In a landmark ruling, seven justices unanimously rejected a challenge led by the Scotch Whisky Association that Scottish proposals for strict price controls were illegal under EU trade rules. The ruling comes after a five-year legal battle against the measures, which were passed by the Scottish parliament in 2012 but then fought by the Scotch Whiskey Association and two European wine and spirits industry bodies all the way to the European court of justice.

Nicola Sturgeon, Scotland’s first minister, first suggested the measure nine years ago while acting as the Scottish health secretary. The supreme court ruled on Wednesday 15th November that “minimum pricing is a proportionate means of achieving a legitimate aim”.
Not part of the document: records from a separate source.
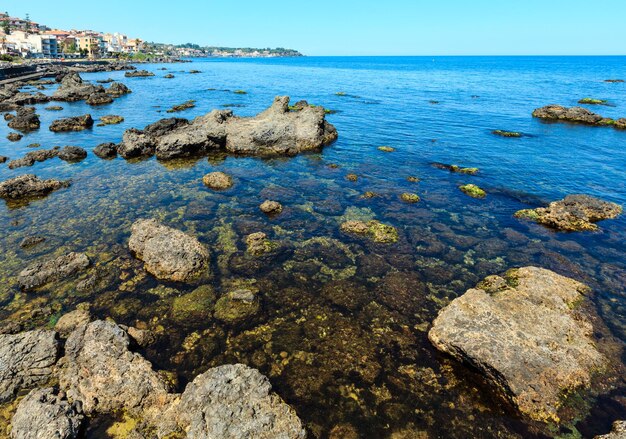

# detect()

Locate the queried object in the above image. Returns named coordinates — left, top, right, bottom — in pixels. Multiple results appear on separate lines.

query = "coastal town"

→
left=0, top=12, right=302, bottom=62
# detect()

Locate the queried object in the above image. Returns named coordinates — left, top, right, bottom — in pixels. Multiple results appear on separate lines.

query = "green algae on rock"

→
left=341, top=220, right=398, bottom=244
left=514, top=194, right=623, bottom=232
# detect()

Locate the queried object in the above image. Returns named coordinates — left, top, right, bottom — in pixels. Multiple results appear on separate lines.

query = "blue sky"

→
left=0, top=0, right=626, bottom=55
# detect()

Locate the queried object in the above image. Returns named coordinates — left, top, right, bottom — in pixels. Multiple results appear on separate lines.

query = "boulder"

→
left=58, top=320, right=169, bottom=415
left=18, top=252, right=90, bottom=290
left=50, top=114, right=93, bottom=133
left=178, top=364, right=306, bottom=439
left=0, top=174, right=70, bottom=204
left=0, top=330, right=59, bottom=404
left=428, top=267, right=607, bottom=422
left=52, top=72, right=105, bottom=102
left=9, top=108, right=41, bottom=133
left=118, top=97, right=337, bottom=160
left=11, top=388, right=84, bottom=439
left=128, top=219, right=210, bottom=282
left=93, top=142, right=117, bottom=159
left=59, top=146, right=87, bottom=163
left=515, top=195, right=622, bottom=232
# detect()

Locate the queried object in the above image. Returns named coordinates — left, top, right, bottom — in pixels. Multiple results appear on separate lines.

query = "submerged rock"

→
left=9, top=108, right=41, bottom=133
left=93, top=143, right=117, bottom=159
left=341, top=220, right=398, bottom=244
left=0, top=174, right=70, bottom=204
left=128, top=219, right=210, bottom=282
left=515, top=195, right=622, bottom=232
left=0, top=330, right=59, bottom=403
left=178, top=364, right=306, bottom=439
left=11, top=388, right=83, bottom=439
left=50, top=114, right=93, bottom=133
left=118, top=97, right=337, bottom=160
left=202, top=172, right=233, bottom=190
left=18, top=252, right=90, bottom=290
left=428, top=267, right=606, bottom=422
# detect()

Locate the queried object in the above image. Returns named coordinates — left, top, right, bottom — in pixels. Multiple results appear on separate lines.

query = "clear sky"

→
left=0, top=0, right=626, bottom=55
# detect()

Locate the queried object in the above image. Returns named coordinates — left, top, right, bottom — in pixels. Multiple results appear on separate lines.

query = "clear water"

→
left=0, top=57, right=626, bottom=437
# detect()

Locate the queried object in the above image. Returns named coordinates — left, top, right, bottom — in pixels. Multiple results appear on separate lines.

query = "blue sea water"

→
left=0, top=57, right=626, bottom=437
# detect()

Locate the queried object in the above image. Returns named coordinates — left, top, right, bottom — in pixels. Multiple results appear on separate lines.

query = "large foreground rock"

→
left=59, top=320, right=168, bottom=414
left=19, top=252, right=90, bottom=290
left=428, top=267, right=606, bottom=421
left=178, top=364, right=306, bottom=439
left=11, top=388, right=83, bottom=439
left=533, top=105, right=626, bottom=129
left=515, top=195, right=622, bottom=232
left=118, top=96, right=337, bottom=160
left=0, top=330, right=59, bottom=403
left=128, top=219, right=209, bottom=282
left=0, top=174, right=70, bottom=200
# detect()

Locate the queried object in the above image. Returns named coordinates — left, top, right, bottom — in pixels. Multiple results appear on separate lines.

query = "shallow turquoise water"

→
left=0, top=57, right=626, bottom=437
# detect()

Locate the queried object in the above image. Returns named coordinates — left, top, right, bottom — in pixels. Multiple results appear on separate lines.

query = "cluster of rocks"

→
left=117, top=97, right=337, bottom=160
left=533, top=105, right=626, bottom=130
left=515, top=194, right=623, bottom=232
left=0, top=318, right=306, bottom=439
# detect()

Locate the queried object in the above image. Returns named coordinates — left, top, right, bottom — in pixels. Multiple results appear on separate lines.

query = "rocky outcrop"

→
left=515, top=195, right=622, bottom=232
left=533, top=105, right=626, bottom=129
left=11, top=388, right=83, bottom=439
left=594, top=421, right=626, bottom=439
left=50, top=114, right=93, bottom=133
left=128, top=219, right=210, bottom=282
left=177, top=364, right=306, bottom=439
left=9, top=107, right=41, bottom=133
left=18, top=252, right=90, bottom=290
left=59, top=320, right=169, bottom=414
left=0, top=330, right=59, bottom=403
left=118, top=97, right=337, bottom=160
left=428, top=267, right=606, bottom=421
left=0, top=174, right=70, bottom=204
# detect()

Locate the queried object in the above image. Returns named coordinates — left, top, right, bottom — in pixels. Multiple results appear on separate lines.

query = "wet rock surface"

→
left=11, top=388, right=83, bottom=439
left=428, top=267, right=607, bottom=422
left=120, top=97, right=337, bottom=160
left=515, top=195, right=623, bottom=232
left=19, top=252, right=90, bottom=290
left=50, top=114, right=93, bottom=133
left=128, top=220, right=209, bottom=282
left=0, top=174, right=70, bottom=204
left=0, top=330, right=59, bottom=403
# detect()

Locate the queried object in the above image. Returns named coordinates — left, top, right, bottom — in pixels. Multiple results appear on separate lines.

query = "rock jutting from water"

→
left=50, top=114, right=93, bottom=133
left=128, top=219, right=210, bottom=282
left=0, top=174, right=70, bottom=204
left=515, top=194, right=623, bottom=232
left=428, top=267, right=607, bottom=422
left=533, top=105, right=626, bottom=129
left=118, top=96, right=337, bottom=160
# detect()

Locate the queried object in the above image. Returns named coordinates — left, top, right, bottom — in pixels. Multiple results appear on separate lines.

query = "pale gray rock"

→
left=128, top=219, right=210, bottom=282
left=428, top=267, right=607, bottom=422
left=0, top=330, right=59, bottom=403
left=11, top=388, right=83, bottom=439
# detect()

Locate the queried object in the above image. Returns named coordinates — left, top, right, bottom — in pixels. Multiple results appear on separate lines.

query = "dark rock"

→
left=128, top=220, right=210, bottom=282
left=50, top=114, right=93, bottom=133
left=428, top=267, right=606, bottom=422
left=0, top=330, right=59, bottom=403
left=0, top=174, right=70, bottom=200
left=11, top=388, right=83, bottom=439
left=515, top=195, right=622, bottom=232
left=93, top=143, right=117, bottom=159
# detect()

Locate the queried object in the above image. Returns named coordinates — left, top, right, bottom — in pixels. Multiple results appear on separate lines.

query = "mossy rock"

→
left=171, top=285, right=216, bottom=325
left=400, top=192, right=420, bottom=204
left=459, top=184, right=487, bottom=198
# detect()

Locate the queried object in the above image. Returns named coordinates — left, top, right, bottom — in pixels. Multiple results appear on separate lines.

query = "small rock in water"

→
left=202, top=172, right=233, bottom=190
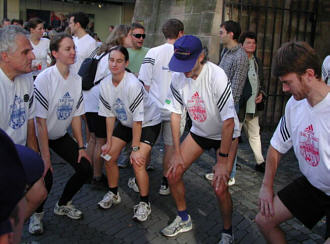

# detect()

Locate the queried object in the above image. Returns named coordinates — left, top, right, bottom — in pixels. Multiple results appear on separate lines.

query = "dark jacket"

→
left=238, top=56, right=266, bottom=122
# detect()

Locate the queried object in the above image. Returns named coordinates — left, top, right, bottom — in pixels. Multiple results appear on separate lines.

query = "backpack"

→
left=78, top=51, right=107, bottom=91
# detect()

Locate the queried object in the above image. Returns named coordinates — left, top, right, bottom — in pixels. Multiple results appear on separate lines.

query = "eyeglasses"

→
left=132, top=34, right=146, bottom=39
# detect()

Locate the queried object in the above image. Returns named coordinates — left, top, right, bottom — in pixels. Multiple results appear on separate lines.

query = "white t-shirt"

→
left=99, top=72, right=161, bottom=128
left=164, top=62, right=240, bottom=140
left=322, top=55, right=330, bottom=85
left=34, top=65, right=85, bottom=140
left=270, top=93, right=330, bottom=196
left=30, top=38, right=50, bottom=76
left=0, top=68, right=35, bottom=145
left=85, top=54, right=111, bottom=113
left=139, top=43, right=174, bottom=121
left=73, top=34, right=97, bottom=113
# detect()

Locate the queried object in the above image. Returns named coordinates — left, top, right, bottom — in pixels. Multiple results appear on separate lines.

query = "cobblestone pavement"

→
left=22, top=133, right=325, bottom=244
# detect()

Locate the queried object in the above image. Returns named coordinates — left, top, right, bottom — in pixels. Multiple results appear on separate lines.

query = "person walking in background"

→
left=25, top=18, right=50, bottom=79
left=238, top=31, right=266, bottom=172
left=205, top=20, right=249, bottom=186
left=127, top=23, right=149, bottom=77
left=69, top=12, right=97, bottom=157
left=322, top=55, right=330, bottom=85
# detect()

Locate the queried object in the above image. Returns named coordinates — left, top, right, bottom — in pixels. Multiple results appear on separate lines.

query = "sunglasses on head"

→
left=132, top=34, right=146, bottom=39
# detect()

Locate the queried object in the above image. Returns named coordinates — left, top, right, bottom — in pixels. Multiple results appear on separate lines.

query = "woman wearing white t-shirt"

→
left=30, top=33, right=93, bottom=233
left=85, top=25, right=132, bottom=186
left=98, top=46, right=161, bottom=221
left=26, top=18, right=49, bottom=79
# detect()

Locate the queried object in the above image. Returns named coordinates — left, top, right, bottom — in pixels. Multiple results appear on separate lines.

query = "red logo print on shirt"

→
left=187, top=92, right=206, bottom=122
left=299, top=125, right=320, bottom=167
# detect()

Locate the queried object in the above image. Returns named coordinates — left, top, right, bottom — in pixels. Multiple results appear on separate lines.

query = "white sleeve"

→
left=98, top=82, right=115, bottom=117
left=34, top=73, right=51, bottom=119
left=212, top=72, right=236, bottom=121
left=28, top=75, right=36, bottom=119
left=139, top=49, right=155, bottom=86
left=270, top=98, right=292, bottom=154
left=164, top=74, right=184, bottom=114
left=73, top=91, right=85, bottom=117
left=129, top=84, right=144, bottom=121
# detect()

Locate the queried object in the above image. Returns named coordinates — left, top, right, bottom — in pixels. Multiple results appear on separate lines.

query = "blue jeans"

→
left=230, top=104, right=239, bottom=178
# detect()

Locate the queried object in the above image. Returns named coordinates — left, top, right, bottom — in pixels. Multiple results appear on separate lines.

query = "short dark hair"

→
left=238, top=31, right=257, bottom=44
left=131, top=22, right=144, bottom=31
left=109, top=46, right=129, bottom=62
left=49, top=32, right=72, bottom=65
left=10, top=19, right=23, bottom=26
left=162, top=19, right=184, bottom=39
left=70, top=12, right=89, bottom=29
left=272, top=41, right=321, bottom=79
left=24, top=18, right=44, bottom=31
left=220, top=20, right=241, bottom=40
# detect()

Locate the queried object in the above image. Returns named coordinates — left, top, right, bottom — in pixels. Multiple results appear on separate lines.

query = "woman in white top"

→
left=31, top=33, right=93, bottom=234
left=98, top=46, right=161, bottom=221
left=85, top=25, right=132, bottom=186
left=25, top=18, right=50, bottom=79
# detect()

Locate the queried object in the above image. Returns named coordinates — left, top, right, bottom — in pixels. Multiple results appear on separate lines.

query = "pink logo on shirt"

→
left=299, top=125, right=320, bottom=167
left=187, top=92, right=207, bottom=122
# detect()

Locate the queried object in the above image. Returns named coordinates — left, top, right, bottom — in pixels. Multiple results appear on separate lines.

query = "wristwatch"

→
left=132, top=146, right=140, bottom=152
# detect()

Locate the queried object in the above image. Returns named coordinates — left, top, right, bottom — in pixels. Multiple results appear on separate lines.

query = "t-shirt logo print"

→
left=114, top=98, right=127, bottom=121
left=187, top=92, right=207, bottom=122
left=9, top=95, right=26, bottom=129
left=56, top=92, right=74, bottom=120
left=299, top=125, right=320, bottom=167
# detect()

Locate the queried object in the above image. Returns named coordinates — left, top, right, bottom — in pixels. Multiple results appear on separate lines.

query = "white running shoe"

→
left=161, top=215, right=192, bottom=237
left=204, top=173, right=214, bottom=181
left=54, top=201, right=83, bottom=219
left=29, top=212, right=44, bottom=235
left=97, top=191, right=121, bottom=209
left=228, top=178, right=236, bottom=186
left=127, top=177, right=140, bottom=192
left=133, top=202, right=151, bottom=222
left=159, top=182, right=171, bottom=196
left=218, top=233, right=234, bottom=244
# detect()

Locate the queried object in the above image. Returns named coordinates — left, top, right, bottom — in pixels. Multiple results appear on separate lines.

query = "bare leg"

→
left=256, top=196, right=293, bottom=244
left=133, top=142, right=151, bottom=197
left=93, top=137, right=106, bottom=177
left=105, top=136, right=126, bottom=188
left=169, top=134, right=203, bottom=211
left=24, top=178, right=47, bottom=219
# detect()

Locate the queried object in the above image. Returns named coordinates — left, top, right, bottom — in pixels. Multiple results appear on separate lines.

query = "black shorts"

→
left=112, top=123, right=161, bottom=146
left=190, top=131, right=221, bottom=151
left=277, top=176, right=330, bottom=238
left=85, top=113, right=107, bottom=138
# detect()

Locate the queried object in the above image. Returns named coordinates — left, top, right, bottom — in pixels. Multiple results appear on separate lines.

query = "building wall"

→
left=133, top=0, right=222, bottom=62
left=0, top=0, right=134, bottom=40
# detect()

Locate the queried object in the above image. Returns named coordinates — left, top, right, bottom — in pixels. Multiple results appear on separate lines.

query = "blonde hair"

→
left=98, top=25, right=131, bottom=55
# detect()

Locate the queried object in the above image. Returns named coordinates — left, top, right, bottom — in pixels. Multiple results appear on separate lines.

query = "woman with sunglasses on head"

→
left=30, top=33, right=93, bottom=233
left=86, top=25, right=132, bottom=186
left=98, top=46, right=161, bottom=221
left=25, top=18, right=50, bottom=79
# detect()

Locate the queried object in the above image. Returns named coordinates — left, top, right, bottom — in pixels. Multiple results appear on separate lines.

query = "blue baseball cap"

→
left=168, top=35, right=203, bottom=72
left=0, top=129, right=44, bottom=235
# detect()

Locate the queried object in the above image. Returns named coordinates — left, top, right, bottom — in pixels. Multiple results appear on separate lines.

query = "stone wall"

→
left=133, top=0, right=222, bottom=62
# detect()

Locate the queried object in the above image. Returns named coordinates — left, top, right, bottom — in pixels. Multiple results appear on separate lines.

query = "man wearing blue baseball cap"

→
left=162, top=35, right=240, bottom=244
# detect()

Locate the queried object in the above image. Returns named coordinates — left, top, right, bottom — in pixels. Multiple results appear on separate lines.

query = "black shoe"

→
left=254, top=162, right=266, bottom=173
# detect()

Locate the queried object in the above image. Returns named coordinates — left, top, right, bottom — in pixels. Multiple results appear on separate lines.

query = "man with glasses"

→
left=127, top=23, right=149, bottom=76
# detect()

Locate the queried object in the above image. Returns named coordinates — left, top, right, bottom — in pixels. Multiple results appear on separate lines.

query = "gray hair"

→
left=0, top=25, right=29, bottom=53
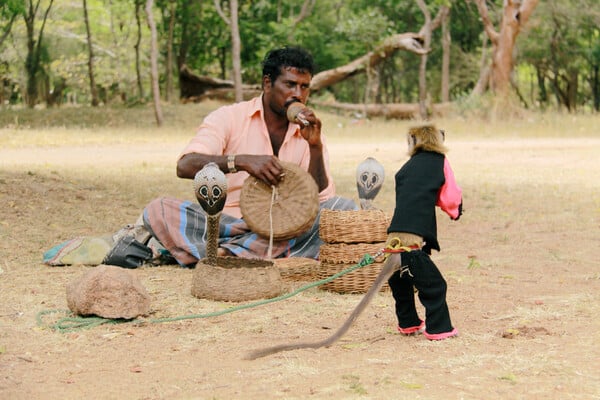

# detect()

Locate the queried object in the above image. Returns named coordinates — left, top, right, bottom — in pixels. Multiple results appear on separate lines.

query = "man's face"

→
left=263, top=67, right=312, bottom=116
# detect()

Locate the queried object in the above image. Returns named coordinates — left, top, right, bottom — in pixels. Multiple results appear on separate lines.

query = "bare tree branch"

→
left=310, top=32, right=427, bottom=91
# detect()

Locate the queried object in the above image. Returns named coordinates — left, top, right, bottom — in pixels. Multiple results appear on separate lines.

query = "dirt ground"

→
left=0, top=130, right=600, bottom=400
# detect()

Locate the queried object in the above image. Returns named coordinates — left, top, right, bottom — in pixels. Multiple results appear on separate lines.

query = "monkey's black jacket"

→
left=387, top=150, right=462, bottom=254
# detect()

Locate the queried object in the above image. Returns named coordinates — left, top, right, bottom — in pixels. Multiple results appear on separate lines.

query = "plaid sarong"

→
left=143, top=196, right=358, bottom=266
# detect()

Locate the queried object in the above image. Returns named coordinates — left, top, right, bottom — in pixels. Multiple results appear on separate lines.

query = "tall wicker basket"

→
left=317, top=210, right=390, bottom=293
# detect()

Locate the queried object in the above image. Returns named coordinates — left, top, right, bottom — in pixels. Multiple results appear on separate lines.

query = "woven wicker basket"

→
left=317, top=262, right=389, bottom=294
left=273, top=257, right=319, bottom=282
left=319, top=209, right=391, bottom=243
left=240, top=162, right=319, bottom=240
left=319, top=242, right=385, bottom=264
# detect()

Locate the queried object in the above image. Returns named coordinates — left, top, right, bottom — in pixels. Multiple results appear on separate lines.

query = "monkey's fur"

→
left=407, top=125, right=448, bottom=157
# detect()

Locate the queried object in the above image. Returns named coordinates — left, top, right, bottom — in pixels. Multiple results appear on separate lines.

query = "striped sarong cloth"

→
left=143, top=196, right=358, bottom=267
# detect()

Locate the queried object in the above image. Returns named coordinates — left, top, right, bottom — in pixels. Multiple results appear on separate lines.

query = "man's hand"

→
left=300, top=108, right=323, bottom=147
left=235, top=154, right=284, bottom=185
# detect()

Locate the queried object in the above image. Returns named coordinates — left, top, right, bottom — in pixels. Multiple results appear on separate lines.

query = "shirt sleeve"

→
left=436, top=158, right=462, bottom=219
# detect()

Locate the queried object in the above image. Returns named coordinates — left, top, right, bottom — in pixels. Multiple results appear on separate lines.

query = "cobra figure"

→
left=194, top=162, right=227, bottom=265
left=356, top=157, right=385, bottom=210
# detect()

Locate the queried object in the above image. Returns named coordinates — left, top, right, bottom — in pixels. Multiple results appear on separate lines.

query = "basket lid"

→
left=240, top=161, right=319, bottom=240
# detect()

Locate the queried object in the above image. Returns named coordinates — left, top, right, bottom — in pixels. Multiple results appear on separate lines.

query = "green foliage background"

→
left=0, top=0, right=600, bottom=111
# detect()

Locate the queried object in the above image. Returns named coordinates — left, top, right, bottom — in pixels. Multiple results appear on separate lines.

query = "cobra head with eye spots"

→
left=194, top=162, right=227, bottom=215
left=356, top=157, right=385, bottom=210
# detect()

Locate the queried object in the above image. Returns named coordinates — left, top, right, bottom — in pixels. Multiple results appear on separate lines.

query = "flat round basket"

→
left=240, top=162, right=319, bottom=240
left=319, top=209, right=391, bottom=243
left=317, top=262, right=390, bottom=294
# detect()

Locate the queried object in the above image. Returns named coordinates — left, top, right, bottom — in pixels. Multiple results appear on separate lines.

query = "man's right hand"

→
left=235, top=154, right=283, bottom=185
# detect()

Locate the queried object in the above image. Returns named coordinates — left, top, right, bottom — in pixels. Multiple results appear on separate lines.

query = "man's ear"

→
left=263, top=75, right=272, bottom=90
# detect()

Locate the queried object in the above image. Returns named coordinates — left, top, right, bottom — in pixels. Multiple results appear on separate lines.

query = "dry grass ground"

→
left=0, top=104, right=600, bottom=399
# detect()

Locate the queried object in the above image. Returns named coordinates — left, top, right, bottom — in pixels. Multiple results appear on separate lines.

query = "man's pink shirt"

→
left=179, top=96, right=335, bottom=218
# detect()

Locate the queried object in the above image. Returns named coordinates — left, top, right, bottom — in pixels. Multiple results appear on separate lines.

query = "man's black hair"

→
left=262, top=46, right=315, bottom=82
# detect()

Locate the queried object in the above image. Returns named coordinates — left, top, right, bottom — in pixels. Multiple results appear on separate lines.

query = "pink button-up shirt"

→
left=179, top=96, right=335, bottom=218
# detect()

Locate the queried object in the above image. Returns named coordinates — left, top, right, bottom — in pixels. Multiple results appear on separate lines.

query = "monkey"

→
left=246, top=124, right=463, bottom=360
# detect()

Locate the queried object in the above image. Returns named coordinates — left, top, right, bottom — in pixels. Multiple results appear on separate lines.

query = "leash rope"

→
left=36, top=250, right=383, bottom=333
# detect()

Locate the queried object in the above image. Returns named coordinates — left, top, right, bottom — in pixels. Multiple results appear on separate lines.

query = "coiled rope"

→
left=36, top=251, right=382, bottom=333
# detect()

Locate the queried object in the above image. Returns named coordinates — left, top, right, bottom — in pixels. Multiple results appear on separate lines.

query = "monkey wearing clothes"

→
left=385, top=125, right=462, bottom=340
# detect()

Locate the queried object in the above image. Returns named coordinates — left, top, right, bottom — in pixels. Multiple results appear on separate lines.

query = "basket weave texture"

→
left=273, top=257, right=319, bottom=282
left=317, top=210, right=391, bottom=293
left=319, top=242, right=385, bottom=264
left=191, top=257, right=284, bottom=302
left=319, top=210, right=391, bottom=243
left=317, top=262, right=390, bottom=294
left=240, top=162, right=319, bottom=240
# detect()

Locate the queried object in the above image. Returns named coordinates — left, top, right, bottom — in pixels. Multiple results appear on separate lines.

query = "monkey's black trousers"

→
left=388, top=250, right=453, bottom=333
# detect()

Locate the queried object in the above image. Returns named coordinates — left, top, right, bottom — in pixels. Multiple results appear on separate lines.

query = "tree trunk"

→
left=474, top=0, right=539, bottom=102
left=214, top=0, right=243, bottom=102
left=134, top=0, right=145, bottom=100
left=146, top=0, right=163, bottom=126
left=229, top=0, right=243, bottom=102
left=310, top=33, right=426, bottom=92
left=23, top=0, right=54, bottom=108
left=83, top=0, right=100, bottom=107
left=166, top=2, right=176, bottom=102
left=440, top=12, right=452, bottom=103
left=417, top=0, right=431, bottom=120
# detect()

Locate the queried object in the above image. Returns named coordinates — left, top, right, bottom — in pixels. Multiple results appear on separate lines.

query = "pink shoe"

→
left=423, top=328, right=458, bottom=340
left=398, top=321, right=425, bottom=336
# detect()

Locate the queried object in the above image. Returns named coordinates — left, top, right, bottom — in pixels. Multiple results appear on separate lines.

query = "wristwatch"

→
left=227, top=154, right=237, bottom=174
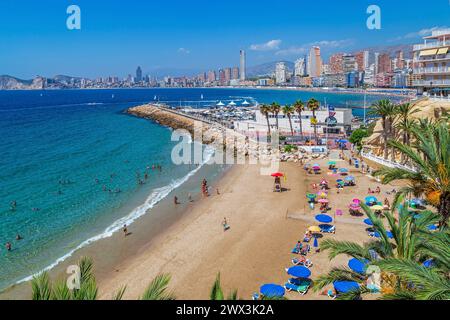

Prof Petra Meier, director of the alcohol research group at the University of Sheffield, which published the data and evidence that Sturgeon’s proposals were based on, said a 50p minimum price would in time result in 120 fewer deaths and 2,000 fewer hospital admissions from alcohol abuse each year.

“Our research has consistently shown that minimum unit pricing would reduce alcohol-related health problems in Scotland by targeting the cheap, high-strength alcohol consumed by the heaviest and highest-risk drinkers. Moderate drinkers would be affected to a much smaller degree.”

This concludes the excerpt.